I ask every year and thought I would ask a little earlier this year. I am looking for permission to fish at some private ponds or quarry's in the North central or central Ohio areas. I live near Mansfield and have permission to about 5 smaller farm ponds. When fishing at these ponds i will clean up around the lake or ask the owner if there is anything thing I can do to help maintain the water and grounds around it. If anyone has a smaller lake or quarry I would love to gain permission to fish them starting in the spring. I do not have a boat, just would be walking and casting and no live bait used. Please email with any possibilities. Thanks in advance. [email protected]


----------



## castmaster00 (Oct 23, 2007)

I am pretty much in the same realm. Living in Akron and wanting a private pond, lake, or stream to fish for smallies in. I am really hoping to catch some smallies this year!!!!!


----------



## thedon255 (May 4, 2008)

If this is the official request thread, I'll throw mine in. I'm in SE Ohio, Marietta, and have never had the chance to fish a private pond. The closest are get to are remote ponds on the AEP lands. I'm very conscientious about not marring any place I go fishing - the only things I leave behind are footprints and the occasional lure in a tree. I'm also strictly C+R and I would never bring an uninvited guest along. Anyone within a 1-2 hrs of Marietta willing to let an obsessed fisherman fish their pond/lake, please let me know. Thanks.
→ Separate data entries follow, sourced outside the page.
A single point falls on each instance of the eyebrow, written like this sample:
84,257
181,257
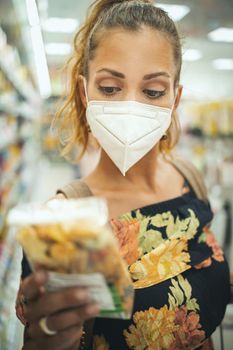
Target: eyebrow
122,76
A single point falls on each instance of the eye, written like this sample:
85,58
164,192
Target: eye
109,90
154,93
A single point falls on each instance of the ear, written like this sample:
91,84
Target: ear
179,91
82,90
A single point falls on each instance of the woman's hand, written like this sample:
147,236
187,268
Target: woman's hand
65,313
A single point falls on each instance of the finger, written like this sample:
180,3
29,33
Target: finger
32,286
54,302
61,341
64,320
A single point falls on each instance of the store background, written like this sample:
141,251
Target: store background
33,50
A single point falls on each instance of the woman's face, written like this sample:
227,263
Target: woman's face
136,66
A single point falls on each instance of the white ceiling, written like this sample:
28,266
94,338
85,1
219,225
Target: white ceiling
199,78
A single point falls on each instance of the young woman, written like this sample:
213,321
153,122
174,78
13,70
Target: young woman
124,93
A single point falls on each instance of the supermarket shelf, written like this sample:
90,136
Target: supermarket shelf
25,90
24,110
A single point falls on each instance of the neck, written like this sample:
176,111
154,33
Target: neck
142,175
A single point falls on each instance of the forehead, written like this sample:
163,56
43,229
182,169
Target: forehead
145,50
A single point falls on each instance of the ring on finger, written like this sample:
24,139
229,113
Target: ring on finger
44,327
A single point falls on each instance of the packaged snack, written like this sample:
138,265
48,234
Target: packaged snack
72,239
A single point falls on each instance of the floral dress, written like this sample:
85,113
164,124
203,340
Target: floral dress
180,276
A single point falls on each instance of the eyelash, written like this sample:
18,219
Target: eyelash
105,91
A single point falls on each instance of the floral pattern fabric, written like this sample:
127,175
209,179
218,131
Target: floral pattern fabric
177,268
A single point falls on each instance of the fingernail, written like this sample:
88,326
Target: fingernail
92,309
82,295
40,276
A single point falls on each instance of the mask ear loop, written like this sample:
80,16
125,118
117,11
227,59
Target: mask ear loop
85,90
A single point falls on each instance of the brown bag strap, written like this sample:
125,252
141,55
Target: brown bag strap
75,189
192,175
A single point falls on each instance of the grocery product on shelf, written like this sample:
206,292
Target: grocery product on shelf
19,108
73,241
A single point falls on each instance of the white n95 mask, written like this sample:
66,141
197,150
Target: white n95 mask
127,130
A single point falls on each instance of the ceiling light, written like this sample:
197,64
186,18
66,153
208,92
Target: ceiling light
32,13
222,34
223,63
58,49
176,12
62,25
192,55
41,65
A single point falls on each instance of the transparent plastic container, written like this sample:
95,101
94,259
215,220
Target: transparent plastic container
74,242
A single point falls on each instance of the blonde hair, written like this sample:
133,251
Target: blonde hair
70,120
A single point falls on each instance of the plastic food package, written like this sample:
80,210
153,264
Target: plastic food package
72,239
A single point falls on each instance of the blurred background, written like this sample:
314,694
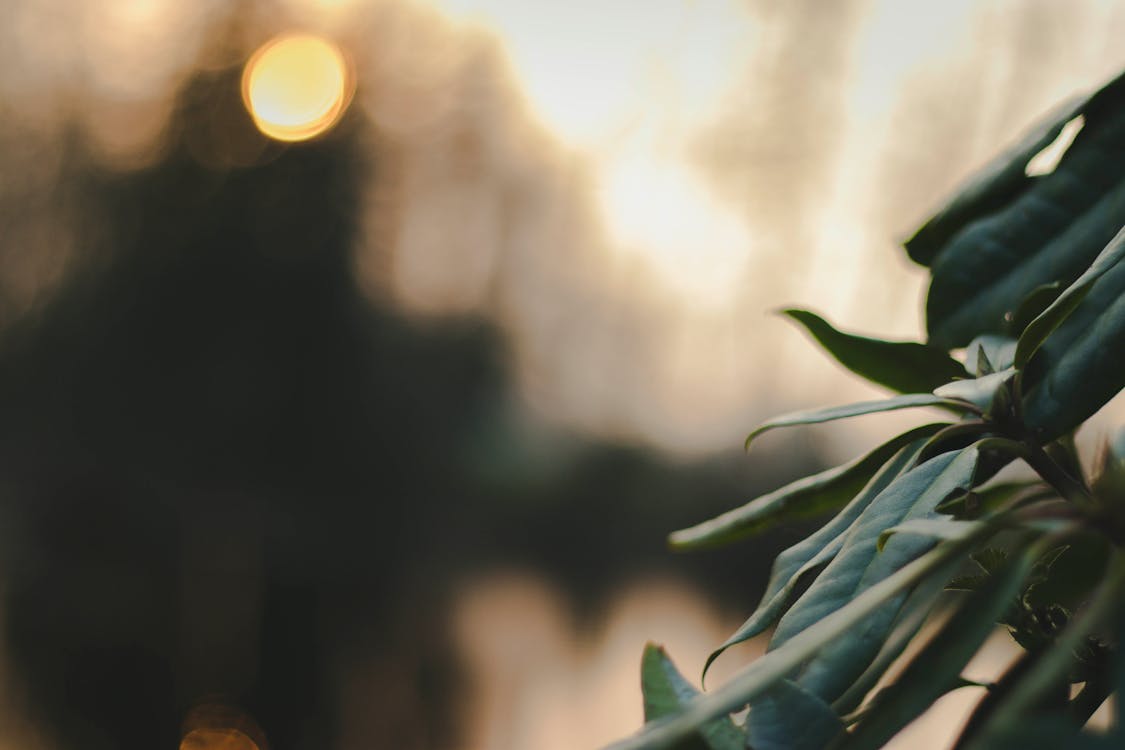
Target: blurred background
357,355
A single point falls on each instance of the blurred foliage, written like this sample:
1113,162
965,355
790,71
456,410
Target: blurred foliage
227,471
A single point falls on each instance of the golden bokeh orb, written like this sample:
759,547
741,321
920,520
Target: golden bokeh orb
297,87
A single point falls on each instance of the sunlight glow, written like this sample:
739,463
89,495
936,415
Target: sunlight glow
297,87
217,739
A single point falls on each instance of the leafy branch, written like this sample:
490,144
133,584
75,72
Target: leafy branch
1026,332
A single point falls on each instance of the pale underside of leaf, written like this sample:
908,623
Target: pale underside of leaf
793,566
829,414
804,498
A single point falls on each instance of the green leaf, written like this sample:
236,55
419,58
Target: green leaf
666,693
988,500
763,674
1078,369
804,498
1053,667
919,604
1049,232
989,353
793,567
860,566
817,416
1049,319
933,529
903,367
999,182
789,717
937,667
1036,300
955,436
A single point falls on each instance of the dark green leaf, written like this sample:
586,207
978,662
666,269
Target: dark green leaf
804,498
1054,666
937,529
999,182
1078,369
989,499
666,693
979,391
919,604
789,717
1049,319
937,667
817,416
905,367
793,566
1049,232
763,674
860,566
998,353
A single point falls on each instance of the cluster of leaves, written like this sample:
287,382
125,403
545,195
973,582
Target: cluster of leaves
927,548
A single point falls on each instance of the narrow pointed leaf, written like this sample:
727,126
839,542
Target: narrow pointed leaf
937,667
804,498
933,529
1054,666
999,352
903,367
1050,231
666,692
758,677
1049,319
1000,181
793,566
860,566
1036,300
817,416
1078,369
789,717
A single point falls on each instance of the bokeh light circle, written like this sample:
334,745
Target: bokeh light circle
297,86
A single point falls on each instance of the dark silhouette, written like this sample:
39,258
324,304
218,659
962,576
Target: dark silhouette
225,471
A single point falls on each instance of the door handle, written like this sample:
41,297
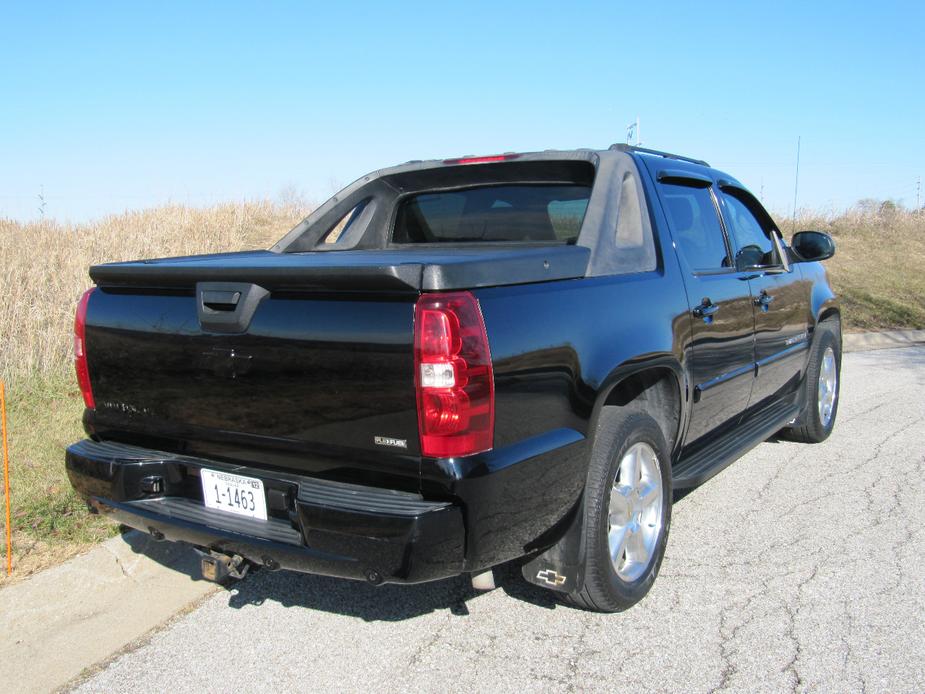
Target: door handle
763,300
706,309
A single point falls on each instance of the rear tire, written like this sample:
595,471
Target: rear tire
627,512
822,388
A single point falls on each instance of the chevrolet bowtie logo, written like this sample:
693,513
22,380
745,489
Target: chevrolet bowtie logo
551,577
227,362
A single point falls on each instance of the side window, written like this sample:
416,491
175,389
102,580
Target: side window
629,223
695,226
566,217
338,232
753,245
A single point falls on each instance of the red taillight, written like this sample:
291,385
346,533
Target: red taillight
482,160
453,376
80,349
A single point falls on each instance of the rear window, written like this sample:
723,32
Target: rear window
506,213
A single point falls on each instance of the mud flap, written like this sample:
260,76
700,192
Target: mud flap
561,567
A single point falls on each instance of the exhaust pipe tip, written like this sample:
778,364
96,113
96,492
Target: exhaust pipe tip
484,580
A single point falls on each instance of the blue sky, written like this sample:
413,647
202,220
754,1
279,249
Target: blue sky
113,106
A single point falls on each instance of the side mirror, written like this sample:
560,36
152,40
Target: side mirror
811,246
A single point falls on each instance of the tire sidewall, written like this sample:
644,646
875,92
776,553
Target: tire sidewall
826,339
628,430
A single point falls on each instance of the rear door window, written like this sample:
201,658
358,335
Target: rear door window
524,213
695,226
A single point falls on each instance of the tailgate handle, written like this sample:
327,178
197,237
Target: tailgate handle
220,301
227,307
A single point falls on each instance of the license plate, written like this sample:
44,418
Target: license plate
234,493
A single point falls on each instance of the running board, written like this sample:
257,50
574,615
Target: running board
701,465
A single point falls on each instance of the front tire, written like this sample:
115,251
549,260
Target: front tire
627,512
822,389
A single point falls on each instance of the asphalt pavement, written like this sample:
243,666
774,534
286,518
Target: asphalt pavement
798,568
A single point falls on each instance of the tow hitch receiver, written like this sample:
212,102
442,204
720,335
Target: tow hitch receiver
218,567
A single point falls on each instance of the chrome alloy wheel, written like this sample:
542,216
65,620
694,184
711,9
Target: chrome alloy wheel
635,512
828,386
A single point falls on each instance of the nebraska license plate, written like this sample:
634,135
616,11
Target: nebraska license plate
234,493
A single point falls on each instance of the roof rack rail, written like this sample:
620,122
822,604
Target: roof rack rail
623,147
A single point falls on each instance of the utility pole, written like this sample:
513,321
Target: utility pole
796,186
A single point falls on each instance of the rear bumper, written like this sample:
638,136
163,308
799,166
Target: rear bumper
315,526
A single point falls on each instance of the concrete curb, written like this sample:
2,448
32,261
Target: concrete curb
65,619
888,339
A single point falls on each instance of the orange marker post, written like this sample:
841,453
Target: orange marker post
6,482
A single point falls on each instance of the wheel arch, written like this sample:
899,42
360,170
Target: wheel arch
656,387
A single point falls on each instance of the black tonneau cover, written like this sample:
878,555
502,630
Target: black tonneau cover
400,270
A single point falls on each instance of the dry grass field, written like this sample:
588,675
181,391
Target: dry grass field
43,269
879,270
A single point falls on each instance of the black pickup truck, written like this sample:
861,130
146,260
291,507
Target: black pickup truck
455,364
(I feel like we need a dating site for fisherman and bodies of water. "Lonely fisherman looking for pond with structure and top water action. Prefer largemouth bass and bluegill. No jet skis.")


----------



## tipul3 (Jan 29, 2008)

Any help would be great, bass fishing is a passion, just lookin for some different places to go. Public lakes are too over fished. Maybe even a very good pay to fish? Thanks


----------